The secretary of the Treasury is another key member of the president’s cabinet. The Treasury oversees the federal government’s economic policies and implements the programs chosen by the president. The department’s secretary is responsible for advising the chief executive on economic matters.
One of the secretary’s duties is overseeing the country’s financial sector, which is also known as “Wall Street.” This partially involves enforcing tax and finance laws. The department also consults with the nation’s largest companies to ensure that there are not major issues that could damage the overall economy.
The Treasury secretary also takes care of the nation’s currency. Janet Yellen, who is the current secretary, is responsible for deciding how much money to print and guiding monetary policy. The department also collaborates with the Federal Reserve on financial policy as well.
The Treasury also controls the Office of Tax Policy and the Internal Revenue Service (IRS). These agencies create and implement tax policies and collect taxes from the citizenry. The Office of Tax Policy is tasked with estimating tax revenues so that the president can create a budget and also collect outstanding debts from those who owe money.
History of the Treasury
The Treasury was established in 1789 by Congress, and Alexander Hamilton was the first secretary.

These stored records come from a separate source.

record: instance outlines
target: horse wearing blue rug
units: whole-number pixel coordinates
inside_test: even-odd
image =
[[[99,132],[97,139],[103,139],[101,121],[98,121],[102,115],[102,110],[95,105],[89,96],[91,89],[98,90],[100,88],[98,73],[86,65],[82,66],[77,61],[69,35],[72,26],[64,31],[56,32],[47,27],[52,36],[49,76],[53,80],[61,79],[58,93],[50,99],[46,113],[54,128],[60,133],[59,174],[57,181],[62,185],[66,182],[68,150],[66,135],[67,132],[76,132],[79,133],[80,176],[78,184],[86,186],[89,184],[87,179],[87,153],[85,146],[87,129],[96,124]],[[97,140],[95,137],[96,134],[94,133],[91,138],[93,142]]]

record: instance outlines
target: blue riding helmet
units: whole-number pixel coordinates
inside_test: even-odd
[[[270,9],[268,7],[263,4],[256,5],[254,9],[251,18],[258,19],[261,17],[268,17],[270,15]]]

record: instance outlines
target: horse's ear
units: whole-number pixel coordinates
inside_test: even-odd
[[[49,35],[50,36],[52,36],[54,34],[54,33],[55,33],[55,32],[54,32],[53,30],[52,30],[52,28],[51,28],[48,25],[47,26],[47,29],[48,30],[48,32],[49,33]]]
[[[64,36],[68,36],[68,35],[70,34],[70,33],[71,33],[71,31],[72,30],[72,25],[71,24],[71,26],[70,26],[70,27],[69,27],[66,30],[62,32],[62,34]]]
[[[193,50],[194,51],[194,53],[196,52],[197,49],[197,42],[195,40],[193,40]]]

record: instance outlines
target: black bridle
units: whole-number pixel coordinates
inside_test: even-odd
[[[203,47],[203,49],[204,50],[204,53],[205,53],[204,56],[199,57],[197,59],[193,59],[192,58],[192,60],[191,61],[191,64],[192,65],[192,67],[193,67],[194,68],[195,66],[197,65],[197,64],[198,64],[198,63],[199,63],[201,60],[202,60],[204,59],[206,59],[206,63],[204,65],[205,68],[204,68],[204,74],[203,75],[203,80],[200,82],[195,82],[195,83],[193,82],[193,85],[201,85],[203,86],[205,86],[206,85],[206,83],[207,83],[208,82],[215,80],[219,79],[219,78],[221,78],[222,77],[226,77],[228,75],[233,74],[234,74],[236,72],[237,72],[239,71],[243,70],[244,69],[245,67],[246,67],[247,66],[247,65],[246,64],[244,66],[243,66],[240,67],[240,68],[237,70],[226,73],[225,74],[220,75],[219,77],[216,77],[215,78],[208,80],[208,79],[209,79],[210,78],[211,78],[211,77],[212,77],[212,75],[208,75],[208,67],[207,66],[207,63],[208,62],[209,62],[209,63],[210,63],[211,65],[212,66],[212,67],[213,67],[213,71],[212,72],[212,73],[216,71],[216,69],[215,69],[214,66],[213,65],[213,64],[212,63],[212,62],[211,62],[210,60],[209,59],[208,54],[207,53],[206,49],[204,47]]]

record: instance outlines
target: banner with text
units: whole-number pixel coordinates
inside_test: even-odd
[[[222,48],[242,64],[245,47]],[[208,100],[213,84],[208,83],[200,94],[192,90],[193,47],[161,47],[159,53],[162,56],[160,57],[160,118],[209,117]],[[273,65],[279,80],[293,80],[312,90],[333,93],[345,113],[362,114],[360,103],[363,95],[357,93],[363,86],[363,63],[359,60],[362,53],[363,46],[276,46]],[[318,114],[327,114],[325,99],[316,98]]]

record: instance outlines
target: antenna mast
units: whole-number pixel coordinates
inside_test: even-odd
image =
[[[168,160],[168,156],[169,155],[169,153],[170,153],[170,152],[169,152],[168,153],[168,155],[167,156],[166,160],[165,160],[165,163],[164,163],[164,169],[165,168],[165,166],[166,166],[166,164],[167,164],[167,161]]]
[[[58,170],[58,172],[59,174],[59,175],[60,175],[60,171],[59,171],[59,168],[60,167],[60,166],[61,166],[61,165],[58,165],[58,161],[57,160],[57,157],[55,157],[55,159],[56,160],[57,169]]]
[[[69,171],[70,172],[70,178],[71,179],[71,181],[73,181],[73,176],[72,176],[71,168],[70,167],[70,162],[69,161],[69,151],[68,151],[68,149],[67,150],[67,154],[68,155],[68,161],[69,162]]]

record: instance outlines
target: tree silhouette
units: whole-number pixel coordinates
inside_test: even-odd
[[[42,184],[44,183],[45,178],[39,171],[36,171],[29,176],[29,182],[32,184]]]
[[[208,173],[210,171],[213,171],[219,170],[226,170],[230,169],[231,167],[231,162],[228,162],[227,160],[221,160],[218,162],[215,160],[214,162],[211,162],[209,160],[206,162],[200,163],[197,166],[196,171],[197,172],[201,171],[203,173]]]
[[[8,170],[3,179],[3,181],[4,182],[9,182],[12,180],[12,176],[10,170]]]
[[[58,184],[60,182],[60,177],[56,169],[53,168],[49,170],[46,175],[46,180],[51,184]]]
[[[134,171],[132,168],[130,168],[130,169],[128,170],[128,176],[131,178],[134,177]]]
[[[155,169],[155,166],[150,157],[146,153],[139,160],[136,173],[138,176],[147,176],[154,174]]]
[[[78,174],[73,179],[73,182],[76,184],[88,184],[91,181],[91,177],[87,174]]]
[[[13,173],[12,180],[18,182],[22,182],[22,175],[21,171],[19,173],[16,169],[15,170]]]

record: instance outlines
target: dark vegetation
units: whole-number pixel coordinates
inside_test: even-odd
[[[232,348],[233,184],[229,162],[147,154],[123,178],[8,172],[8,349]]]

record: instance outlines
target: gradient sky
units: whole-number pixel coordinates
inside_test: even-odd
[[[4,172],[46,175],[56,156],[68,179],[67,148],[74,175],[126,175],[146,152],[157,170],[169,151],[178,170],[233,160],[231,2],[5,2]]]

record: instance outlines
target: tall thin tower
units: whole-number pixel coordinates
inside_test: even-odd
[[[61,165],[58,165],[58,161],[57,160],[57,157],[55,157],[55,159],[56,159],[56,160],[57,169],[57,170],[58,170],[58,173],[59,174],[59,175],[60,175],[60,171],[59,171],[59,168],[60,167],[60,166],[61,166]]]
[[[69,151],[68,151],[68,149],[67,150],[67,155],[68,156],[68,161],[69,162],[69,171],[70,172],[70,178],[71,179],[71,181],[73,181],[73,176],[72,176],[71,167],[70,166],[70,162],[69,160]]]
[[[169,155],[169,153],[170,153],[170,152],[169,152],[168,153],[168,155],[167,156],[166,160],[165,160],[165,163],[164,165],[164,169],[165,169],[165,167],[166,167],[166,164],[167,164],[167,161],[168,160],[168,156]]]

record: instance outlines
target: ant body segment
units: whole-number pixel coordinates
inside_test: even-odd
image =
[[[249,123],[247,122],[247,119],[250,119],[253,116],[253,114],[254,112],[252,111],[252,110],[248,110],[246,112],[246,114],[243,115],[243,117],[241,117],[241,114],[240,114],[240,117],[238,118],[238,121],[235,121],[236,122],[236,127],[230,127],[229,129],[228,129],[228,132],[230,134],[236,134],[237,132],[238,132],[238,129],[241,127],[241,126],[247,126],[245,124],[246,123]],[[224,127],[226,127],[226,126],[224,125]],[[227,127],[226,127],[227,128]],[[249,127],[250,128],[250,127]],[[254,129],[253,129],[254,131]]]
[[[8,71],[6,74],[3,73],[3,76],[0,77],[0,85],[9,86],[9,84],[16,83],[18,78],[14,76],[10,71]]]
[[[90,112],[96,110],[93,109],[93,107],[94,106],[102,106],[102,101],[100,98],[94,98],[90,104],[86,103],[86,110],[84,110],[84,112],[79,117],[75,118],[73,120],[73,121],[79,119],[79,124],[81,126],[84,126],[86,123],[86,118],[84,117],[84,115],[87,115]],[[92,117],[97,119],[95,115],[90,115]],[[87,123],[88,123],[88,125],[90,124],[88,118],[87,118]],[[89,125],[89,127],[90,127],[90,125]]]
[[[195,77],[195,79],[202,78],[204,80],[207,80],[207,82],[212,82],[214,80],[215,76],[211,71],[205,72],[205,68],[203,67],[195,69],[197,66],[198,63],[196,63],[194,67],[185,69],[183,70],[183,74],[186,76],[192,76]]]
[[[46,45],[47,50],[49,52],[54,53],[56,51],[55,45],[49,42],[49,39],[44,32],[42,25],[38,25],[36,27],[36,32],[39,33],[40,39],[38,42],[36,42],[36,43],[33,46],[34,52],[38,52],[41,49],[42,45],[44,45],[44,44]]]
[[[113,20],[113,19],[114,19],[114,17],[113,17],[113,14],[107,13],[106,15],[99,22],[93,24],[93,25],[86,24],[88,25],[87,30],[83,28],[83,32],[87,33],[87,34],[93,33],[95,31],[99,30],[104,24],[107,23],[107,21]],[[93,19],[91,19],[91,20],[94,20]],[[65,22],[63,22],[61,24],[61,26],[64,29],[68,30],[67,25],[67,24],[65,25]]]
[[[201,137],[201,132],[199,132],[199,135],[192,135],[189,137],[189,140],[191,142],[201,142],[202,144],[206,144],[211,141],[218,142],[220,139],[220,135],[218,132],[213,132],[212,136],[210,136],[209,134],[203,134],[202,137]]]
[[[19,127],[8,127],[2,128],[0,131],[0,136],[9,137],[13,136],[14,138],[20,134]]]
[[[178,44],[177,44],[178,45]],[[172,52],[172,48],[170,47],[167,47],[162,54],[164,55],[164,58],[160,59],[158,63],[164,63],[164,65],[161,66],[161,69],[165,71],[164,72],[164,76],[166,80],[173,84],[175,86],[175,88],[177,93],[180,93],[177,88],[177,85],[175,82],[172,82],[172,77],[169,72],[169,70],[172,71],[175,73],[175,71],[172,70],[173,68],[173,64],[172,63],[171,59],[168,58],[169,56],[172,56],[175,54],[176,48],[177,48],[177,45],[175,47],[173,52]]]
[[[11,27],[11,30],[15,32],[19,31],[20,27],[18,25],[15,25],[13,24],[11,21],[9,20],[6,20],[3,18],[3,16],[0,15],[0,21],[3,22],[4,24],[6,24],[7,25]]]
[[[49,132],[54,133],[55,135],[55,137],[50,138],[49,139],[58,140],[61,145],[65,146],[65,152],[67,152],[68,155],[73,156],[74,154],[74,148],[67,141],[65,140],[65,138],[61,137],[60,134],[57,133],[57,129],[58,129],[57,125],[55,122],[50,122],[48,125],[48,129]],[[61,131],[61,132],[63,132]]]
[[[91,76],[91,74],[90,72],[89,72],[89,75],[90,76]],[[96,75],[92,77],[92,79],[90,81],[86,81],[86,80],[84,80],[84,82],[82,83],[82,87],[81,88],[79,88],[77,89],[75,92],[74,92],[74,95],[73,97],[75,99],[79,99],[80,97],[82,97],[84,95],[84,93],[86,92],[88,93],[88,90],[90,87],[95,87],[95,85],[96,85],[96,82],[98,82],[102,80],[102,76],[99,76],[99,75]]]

Hamilton, who was President George Washington’s right-hand man, was given this position because he had a history of managing finances. At this point in history, the country was in dire financial straits from having to fight the war against the British. But under Hamilton’s leadership, and the efforts of other Americans, the nation was able to pay off its debts and rebuild its financial reputation among other nations.
Over the years, the Treasury has gone through a number of changes as laws regarding finances, the economy, and taxes were implemented. The agency was also responsible for managing the U.S. Postal Service until 1829.
The secretary of the Treasury remains an essential part of a president’s cabinet and is often sought after for advice regarding economic issues. In the event of an economic catastrophe, this individual, along with the rest of the department, is largely responsible for developing solutions. Without this department, the United States would never have achieved the level of dominance that it has on the world stage.